The best way to level up a hearty, soul-warming braise? Open your liquor cabinet. We’re talking about a saucy pot roast inspired by our favorite rum cocktail, succulent pork chops and apples simmered with hard cider, and more. Alcohol adds a lot more than great flavor to our favorite winter cooking method: It breaks down tough proteins, balances bitterness, and enhances aroma along the way. So break out your Dutch oven and add a glug of the good stuff—and pour a glass for yourself while you’re at it.
About That Dutch Oven
Coffee-and-Bourbon-Braised Short Ribs
Smoky-sweet bourbon and roasted coffee are the perfect complement to bone-in short ribs in this deep, dark braise. Instant espresso powder lends big flavor while dissolving seamlessly into a blend of Worcestershire sauce, liquor, and vinegar to create a braising liquid that easily tenderizes the tough cut. And after all that liquid reduces and the short ribs have slowly cooked to perfection, you’re left with a sauce that just begs to blanket a bowl of mashed potatoes. —Inés Anguiano, test kitchen coordinator
Test kitchen wisdom: Be sure to buy English-style bone-in short ribs for this dish. The cut is optimal for long braising and will stay intact better than crosscut (flanken-style) ribs. We like a bourbon with deep caramel notes and a subtle smoky flavor here, but any will work.
Sake-and-Soy-Braised Pork Belly
For sweet and sticky glazed pork belly, start with caramel. Melting dark brown sugar with a splash of water creates the thick, bittersweet foundation of a braising liquid that reduces to syrupy perfection while the pork belly becomes shreddably tender and moist. There’s no need for an initial sear on the meat either; that sauce packs more than enough umami flavor. Soy sauce, earthy-sweet sake, and a trio of aromatics—ginger, chile peppers, and garlic—add balance with just the right amount of heat. —I.A.
Mustardy Cider-Braised Pork Chops
Braising doesn’t have to mean long cooking times. For tender cuts like pork chops, the secret to a great braise lies in the method, not in hours on the stove. First, a hard sear on the meat, as well as halved shallots and apples, creates a beautiful fond (the delicious caramelized bits left in the bottom of the pan after cooking). Deglazing the pan with a tart-savory combination of hard cider, vinegar, and stock loosens up that layer of browned goodness and reduces down to gravy in about 20 minutes. To finish, the chops simmer in the sauce until they’re cooked through. Voilà: cooked-all-day depth in under an hour. —I.A.
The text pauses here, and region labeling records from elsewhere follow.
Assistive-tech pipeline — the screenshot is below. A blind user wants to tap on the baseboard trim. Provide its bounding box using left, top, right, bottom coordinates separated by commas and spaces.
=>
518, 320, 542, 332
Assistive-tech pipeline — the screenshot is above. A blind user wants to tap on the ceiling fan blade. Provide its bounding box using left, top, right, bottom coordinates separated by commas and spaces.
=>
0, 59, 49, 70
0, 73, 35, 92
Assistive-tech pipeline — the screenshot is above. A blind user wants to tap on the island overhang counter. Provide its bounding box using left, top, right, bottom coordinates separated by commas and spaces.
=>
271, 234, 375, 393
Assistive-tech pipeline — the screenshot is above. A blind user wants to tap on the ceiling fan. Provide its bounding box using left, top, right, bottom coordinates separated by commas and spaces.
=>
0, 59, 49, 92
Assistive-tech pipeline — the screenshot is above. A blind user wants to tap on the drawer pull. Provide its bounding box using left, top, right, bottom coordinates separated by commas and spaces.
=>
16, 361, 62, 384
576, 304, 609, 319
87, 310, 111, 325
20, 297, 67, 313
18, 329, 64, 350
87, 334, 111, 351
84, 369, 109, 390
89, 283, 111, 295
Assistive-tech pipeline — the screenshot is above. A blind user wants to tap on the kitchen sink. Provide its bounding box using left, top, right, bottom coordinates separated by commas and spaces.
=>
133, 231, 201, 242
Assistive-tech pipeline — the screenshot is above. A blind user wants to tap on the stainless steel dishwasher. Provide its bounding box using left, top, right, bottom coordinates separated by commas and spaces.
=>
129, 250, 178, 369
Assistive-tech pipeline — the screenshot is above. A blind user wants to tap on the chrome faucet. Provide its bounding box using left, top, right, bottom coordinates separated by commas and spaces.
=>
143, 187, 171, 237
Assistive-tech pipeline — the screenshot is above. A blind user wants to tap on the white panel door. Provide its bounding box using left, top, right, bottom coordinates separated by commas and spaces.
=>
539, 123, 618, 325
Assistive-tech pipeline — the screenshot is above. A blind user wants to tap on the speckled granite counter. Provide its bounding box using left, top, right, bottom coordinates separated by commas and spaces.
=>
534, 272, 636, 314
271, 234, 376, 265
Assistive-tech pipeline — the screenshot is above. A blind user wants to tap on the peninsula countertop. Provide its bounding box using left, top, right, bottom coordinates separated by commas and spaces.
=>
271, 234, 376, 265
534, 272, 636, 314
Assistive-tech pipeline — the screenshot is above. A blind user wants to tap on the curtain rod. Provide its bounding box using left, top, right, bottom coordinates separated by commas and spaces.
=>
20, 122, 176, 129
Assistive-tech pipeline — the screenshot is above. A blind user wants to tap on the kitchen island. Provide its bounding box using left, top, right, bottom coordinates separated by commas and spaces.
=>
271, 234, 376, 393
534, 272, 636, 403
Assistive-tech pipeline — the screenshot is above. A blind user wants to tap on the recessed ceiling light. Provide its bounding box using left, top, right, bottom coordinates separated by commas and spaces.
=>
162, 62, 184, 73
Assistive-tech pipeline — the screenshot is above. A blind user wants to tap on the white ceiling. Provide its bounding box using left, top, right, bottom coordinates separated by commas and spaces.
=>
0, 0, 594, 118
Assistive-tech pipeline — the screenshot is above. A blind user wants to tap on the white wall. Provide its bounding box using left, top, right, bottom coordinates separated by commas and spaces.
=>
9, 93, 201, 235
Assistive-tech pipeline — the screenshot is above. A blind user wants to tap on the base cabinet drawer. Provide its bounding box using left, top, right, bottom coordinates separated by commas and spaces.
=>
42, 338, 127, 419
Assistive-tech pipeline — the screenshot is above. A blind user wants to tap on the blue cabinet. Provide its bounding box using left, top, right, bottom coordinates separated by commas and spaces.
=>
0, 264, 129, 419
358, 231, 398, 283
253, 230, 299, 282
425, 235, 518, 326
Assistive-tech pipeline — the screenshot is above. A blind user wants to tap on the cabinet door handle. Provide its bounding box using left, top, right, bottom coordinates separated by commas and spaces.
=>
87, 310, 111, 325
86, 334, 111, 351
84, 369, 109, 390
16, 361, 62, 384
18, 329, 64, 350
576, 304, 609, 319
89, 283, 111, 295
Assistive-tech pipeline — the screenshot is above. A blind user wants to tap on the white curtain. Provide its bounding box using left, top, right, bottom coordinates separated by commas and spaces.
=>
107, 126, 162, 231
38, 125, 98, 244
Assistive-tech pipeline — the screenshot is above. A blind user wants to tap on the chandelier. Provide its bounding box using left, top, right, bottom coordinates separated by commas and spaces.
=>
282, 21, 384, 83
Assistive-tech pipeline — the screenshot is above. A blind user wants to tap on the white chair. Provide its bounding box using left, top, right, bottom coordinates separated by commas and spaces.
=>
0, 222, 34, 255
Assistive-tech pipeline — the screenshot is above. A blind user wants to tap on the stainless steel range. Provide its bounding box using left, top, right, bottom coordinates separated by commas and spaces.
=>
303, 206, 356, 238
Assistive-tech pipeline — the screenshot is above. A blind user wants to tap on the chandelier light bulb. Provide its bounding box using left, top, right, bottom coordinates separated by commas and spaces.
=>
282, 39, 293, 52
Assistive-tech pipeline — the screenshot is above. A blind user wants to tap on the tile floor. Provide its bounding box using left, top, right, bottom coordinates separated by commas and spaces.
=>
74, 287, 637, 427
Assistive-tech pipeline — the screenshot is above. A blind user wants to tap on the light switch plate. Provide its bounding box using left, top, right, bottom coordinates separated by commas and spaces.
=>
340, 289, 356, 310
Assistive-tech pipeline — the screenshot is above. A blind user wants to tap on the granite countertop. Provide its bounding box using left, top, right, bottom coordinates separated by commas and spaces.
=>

Dark and Stormy–Braised Pot Roast
Here the humble pot roast gets punched up with the familiar flavors of a Dark and Stormy cocktail. Aged rum and ginger beer form the basis of the braise, with a bit of brown sugar and plenty of chopped fresh ginger playing backup. This potent combination reduces as the chuck cooks to tenderness, creating a complex sauce with just enough kick. And what’s a cocktail without a garnish? Mint and cilantro, along with some lime wedges gives this cozy dish a refreshing finishing touch. —Jesse Szewczyk, food editor
Test kitchen wisdom: Pot roast isn’t a specific cut of meat but rather a method of preparation. And it’s a forgiving dish as long as you choose a cut of meat that can stand up to long cooking without drying out. Cheap, tough cuts are what you’re after, the ones that have a lot of connective tissue and little fat. Think chuck roasts, rounds, and briskets. These cuts would be chewy if cooked like a steak but are ideal for gentle braising, which allows all those firm muscles and tissues to slowly become tender. We prefer a chuck roast here, but rounds and briskets can be used to similar result. If unsure, ask your butcher: Tell them you’re making a pot roast and let them guide you.
Orange-Wine-Braised Chicken Thighs
For a brighter winter braise, we’ve turned to floral, sweet-tart oranges and zippy, tannic orange wine. The result: falling-off-the-bone tender chicken and a spoon-coating sauce that keeps you going back for bite after bite. The duo offers a just-right balance of acid and sugar and a hit of fermented complexity that mellows out in the sauce while giving it structure. Read on for a deeper dive into orange wine (a.k.a. skin-contact white wine) and our recommendations for selecting a bottle to both braise and serve alongside. —J.S.
Test kitchen wisdom: Orange wine, simply put, is made from white grapes that have been fermented with their skins (like red wine). The result is a complex drink with deep flavor. It’s a broad category, and flavors can range drastically from bottle to bottle. For this recipe, we recommend something dry to balance out the citrus. Taste before using: If your bottle skews sweet you can still use it; just omit the sugar from the recipe.